Despite the claim of incompetence, not one single demonstrative example is ever cited anywhere, on any [Noncom-missioned Officer Evaluation Report (“NCOER”) ] or indeed indicated anywhere else. Appellant asserts that the legal burden of 50% and a feather has been met in the proceedings below. There is a plethora of demonstrative evidence to suggest appellant was everything but incompetent, by a wide variety of individuals and authorities. To deny ... retirement ... [under TERA was] improper. A separation code of incompetence is unwarranted in this instance.

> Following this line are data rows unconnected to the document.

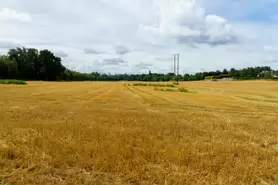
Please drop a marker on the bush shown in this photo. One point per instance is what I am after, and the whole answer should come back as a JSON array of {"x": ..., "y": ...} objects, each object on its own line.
[
  {"x": 14, "y": 82},
  {"x": 155, "y": 85},
  {"x": 183, "y": 90}
]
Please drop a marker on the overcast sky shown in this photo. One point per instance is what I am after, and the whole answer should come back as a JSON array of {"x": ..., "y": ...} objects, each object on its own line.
[{"x": 135, "y": 36}]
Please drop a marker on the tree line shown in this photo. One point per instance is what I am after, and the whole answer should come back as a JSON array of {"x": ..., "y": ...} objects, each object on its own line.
[{"x": 32, "y": 64}]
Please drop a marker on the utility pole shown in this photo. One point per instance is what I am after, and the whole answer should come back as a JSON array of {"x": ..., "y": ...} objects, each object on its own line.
[{"x": 176, "y": 68}]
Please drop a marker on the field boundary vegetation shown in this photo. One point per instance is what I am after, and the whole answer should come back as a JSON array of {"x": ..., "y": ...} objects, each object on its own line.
[
  {"x": 13, "y": 82},
  {"x": 154, "y": 85},
  {"x": 35, "y": 65}
]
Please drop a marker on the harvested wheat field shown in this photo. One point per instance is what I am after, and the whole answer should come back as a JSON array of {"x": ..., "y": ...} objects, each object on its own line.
[{"x": 118, "y": 133}]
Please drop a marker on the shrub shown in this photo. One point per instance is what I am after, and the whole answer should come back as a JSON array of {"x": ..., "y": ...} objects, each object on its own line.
[
  {"x": 183, "y": 90},
  {"x": 155, "y": 85},
  {"x": 14, "y": 82}
]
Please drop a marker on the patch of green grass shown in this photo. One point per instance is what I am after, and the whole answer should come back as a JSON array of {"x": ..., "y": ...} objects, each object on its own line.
[
  {"x": 155, "y": 85},
  {"x": 13, "y": 82}
]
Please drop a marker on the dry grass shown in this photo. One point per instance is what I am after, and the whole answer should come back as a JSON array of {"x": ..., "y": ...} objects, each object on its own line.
[{"x": 112, "y": 133}]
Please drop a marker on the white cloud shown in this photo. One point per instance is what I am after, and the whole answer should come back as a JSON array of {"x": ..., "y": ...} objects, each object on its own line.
[
  {"x": 121, "y": 50},
  {"x": 7, "y": 14}
]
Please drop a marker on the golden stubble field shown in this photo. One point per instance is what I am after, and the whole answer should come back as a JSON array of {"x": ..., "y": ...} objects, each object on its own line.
[{"x": 115, "y": 133}]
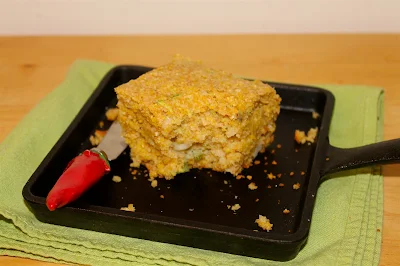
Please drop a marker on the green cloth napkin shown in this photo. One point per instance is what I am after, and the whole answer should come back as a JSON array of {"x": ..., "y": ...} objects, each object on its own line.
[{"x": 346, "y": 225}]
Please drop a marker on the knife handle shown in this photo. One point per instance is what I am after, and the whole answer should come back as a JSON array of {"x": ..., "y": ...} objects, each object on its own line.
[{"x": 81, "y": 173}]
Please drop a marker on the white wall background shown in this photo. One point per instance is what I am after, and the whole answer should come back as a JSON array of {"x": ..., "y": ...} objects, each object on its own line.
[{"x": 61, "y": 17}]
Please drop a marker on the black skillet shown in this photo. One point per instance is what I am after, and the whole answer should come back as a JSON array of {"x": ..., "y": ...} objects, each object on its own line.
[{"x": 191, "y": 210}]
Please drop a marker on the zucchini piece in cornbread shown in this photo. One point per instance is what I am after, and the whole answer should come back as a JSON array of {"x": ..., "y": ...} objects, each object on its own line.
[{"x": 185, "y": 115}]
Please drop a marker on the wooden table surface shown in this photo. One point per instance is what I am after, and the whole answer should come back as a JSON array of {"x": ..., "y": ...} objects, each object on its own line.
[{"x": 30, "y": 67}]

In addition, Ms. Martinez argues that the Court of Federal Claims erred by failing to give sufficient weight to evidence in the record in her favor and by failing to apply the doctrine of equitable estoppel. According to Ms. Martinez, application of the doctrine would have prevented consideration of certain negative material in her record.

III.

Before the Court of Federal Claims, Ms. Martinez had the burden of establishing that the decision of the ABCMR was arbitrary, capricious, contrary to law, or unsupported by substantial evidence. See Roth v. United States, 378 F.3d 1371, 1381 (Fed.Cir.2004); Heisig v. United States, 719 F.2d 1153, 1156 (Fed.Cir.1983). For our part, we review the decision of the Court of Federal Claims granting the government’s motion for judgment on the administrative record without deference, reviewing de novo whether the plaintiff met her burden of proving that the ABCMR’s decision was arbitrary, capricious, contrary to law, or unsupported by substantial evidence. Barnes v. United States, 473 F.3d 1356, 1361 (Fed.Cir.2007). Applying the applicable standards of review, we see no error in the decision of the Court of Fed *301 eral Claims granting the government’s motion under RCFC 52.1 for judgment on the administrative record.

IV.

We turn first to Ms. Martinez’s argument that the decision of the ABCMR is not supported by substantial evidence.

The record before the Board included four NCOERs. The first NCOER, issued during Ms. Martinez’s service in Korea in 1995, noted various competence issues. Martinez, 77 Fed. Cl. at 319. The second NCOER, covering the period from late 1995 to early 1996, reflected concerns regarding Ms. Martinez’s leadership, responsibility, and accountability. Id. at 320. The third NCOER, issued during Ms.